A Rough Start For Santa Anita and Pro-Ride

Another day another mishap or two! Two days of racing does not set a precedent, however, if the two days of Breeder's Cup races resulted in the same number of injuries to horses as the first two days of the Santa Anita meet, praise would not have been the response for the Pro-Ride surface.

I'm don't want to get into another long discussion about surfaces or offer any solutions, I don't think there are any. I've already made my feelings about the synthetic tracks known here. They will continue to occur, it's the nature of the beast (no pun intended). I have always felt that they are even more likely to occur in the premier events because that is where the sports best athlete's compete. Those races are where supreme effort pushes performance to it's physical limits. And that is why I think more injuries occur in top level races. But take this as hearsay at the moment because I don't know this assumption to be true. It may be more injuries occur at in cheap Maiden Claiming races where the physically inferior horses show up. But my assumption is they can't or won't run hard enough to hurt themselves as often.

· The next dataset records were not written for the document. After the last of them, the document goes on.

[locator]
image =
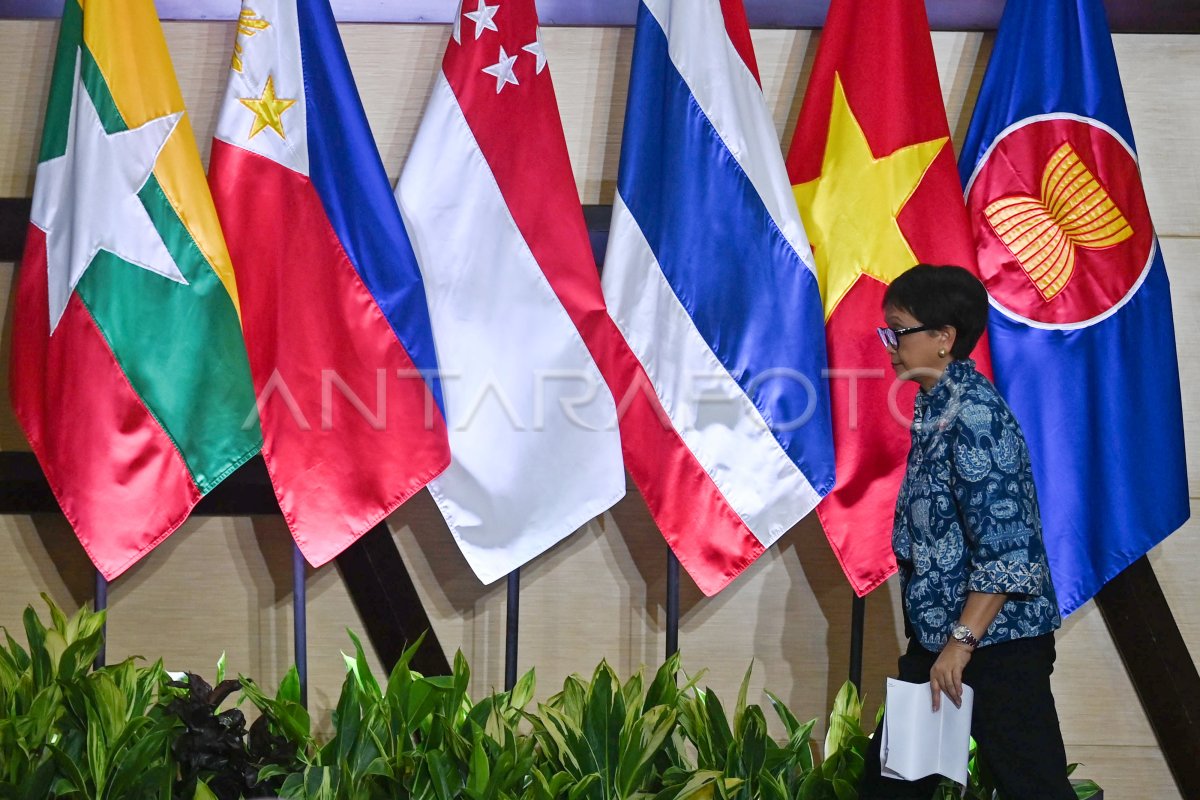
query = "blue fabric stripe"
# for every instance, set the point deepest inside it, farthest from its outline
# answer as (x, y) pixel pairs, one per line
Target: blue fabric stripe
(346, 168)
(1060, 53)
(1102, 414)
(1099, 405)
(745, 288)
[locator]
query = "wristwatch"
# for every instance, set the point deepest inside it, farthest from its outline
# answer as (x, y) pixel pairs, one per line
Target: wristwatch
(963, 633)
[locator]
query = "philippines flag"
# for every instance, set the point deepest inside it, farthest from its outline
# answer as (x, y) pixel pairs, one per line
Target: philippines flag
(333, 304)
(1083, 342)
(517, 313)
(711, 278)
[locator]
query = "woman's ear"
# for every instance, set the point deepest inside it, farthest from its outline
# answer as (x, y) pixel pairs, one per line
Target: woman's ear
(951, 334)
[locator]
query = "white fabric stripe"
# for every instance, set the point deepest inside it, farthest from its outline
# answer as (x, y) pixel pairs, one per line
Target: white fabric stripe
(732, 100)
(270, 47)
(717, 420)
(529, 461)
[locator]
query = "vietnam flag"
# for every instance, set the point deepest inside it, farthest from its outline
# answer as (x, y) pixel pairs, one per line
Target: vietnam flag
(129, 373)
(336, 323)
(875, 178)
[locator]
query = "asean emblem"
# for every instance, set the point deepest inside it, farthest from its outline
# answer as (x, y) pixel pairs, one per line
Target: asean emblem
(1061, 220)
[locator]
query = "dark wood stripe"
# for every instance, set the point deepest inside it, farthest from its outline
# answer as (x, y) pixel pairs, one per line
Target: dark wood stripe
(1158, 662)
(375, 573)
(13, 223)
(387, 599)
(1125, 16)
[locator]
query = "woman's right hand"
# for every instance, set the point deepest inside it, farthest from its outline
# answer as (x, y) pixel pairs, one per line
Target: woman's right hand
(946, 674)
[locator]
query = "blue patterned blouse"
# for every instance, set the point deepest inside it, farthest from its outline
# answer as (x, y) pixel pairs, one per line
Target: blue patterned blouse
(967, 515)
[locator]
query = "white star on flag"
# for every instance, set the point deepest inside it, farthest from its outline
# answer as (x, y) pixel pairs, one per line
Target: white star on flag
(483, 17)
(503, 70)
(538, 50)
(87, 199)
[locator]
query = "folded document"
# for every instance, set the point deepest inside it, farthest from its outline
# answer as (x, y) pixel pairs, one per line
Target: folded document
(918, 741)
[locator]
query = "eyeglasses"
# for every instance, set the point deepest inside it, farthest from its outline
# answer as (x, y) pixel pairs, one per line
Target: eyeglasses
(891, 336)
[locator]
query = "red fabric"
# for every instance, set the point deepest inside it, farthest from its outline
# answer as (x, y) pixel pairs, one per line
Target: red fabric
(885, 58)
(316, 336)
(114, 471)
(738, 29)
(521, 134)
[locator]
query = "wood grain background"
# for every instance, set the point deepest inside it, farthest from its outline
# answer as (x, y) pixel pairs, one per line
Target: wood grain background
(225, 584)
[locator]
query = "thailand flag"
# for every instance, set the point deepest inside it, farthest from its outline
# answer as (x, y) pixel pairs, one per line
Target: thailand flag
(517, 313)
(711, 278)
(333, 304)
(1081, 336)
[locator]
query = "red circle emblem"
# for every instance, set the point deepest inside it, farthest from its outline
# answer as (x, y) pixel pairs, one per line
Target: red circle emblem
(1061, 220)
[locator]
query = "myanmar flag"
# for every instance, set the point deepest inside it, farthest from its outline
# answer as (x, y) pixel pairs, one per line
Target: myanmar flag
(129, 372)
(874, 175)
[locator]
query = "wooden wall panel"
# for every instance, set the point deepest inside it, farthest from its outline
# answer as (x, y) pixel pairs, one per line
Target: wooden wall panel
(225, 583)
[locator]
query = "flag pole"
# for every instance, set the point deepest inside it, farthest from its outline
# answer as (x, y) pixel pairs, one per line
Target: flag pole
(511, 630)
(101, 603)
(857, 618)
(672, 603)
(300, 620)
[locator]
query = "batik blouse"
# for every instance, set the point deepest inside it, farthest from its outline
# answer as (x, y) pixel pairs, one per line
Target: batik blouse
(967, 516)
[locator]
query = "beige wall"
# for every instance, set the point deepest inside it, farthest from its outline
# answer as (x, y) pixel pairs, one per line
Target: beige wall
(225, 584)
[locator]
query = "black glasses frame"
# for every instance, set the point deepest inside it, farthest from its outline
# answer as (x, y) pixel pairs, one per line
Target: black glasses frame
(891, 336)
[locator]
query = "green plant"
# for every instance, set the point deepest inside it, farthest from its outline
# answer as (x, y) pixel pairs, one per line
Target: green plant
(599, 739)
(114, 740)
(31, 699)
(129, 732)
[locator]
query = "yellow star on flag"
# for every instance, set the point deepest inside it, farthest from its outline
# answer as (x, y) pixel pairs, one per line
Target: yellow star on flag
(850, 210)
(268, 109)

We can try to limit breakdowns by making surfaces as safe as possible and running horses that are as healthy as possible. That's about all we can do, regardless of them being synthetic or natural. We can only hope that through track safety and by the cessation of steroid use for non-medical, non-injury uses that the numbers of injuries, over time, will be significantly lowered. Synthetic tracks are not a panacea for this problem. The use of synthetics seems like a viable option to natural surfaces in some areas of the country, but why California dove into them headfirst is a real bewilderment. I'm not suggesting there will be more injuries on synthetics, but over time I do not think there will be fewer. I do think the negative impacts to the sport and breed by racing only synthetics should have been considered more carefully (again my thoughts on that are in the above link.)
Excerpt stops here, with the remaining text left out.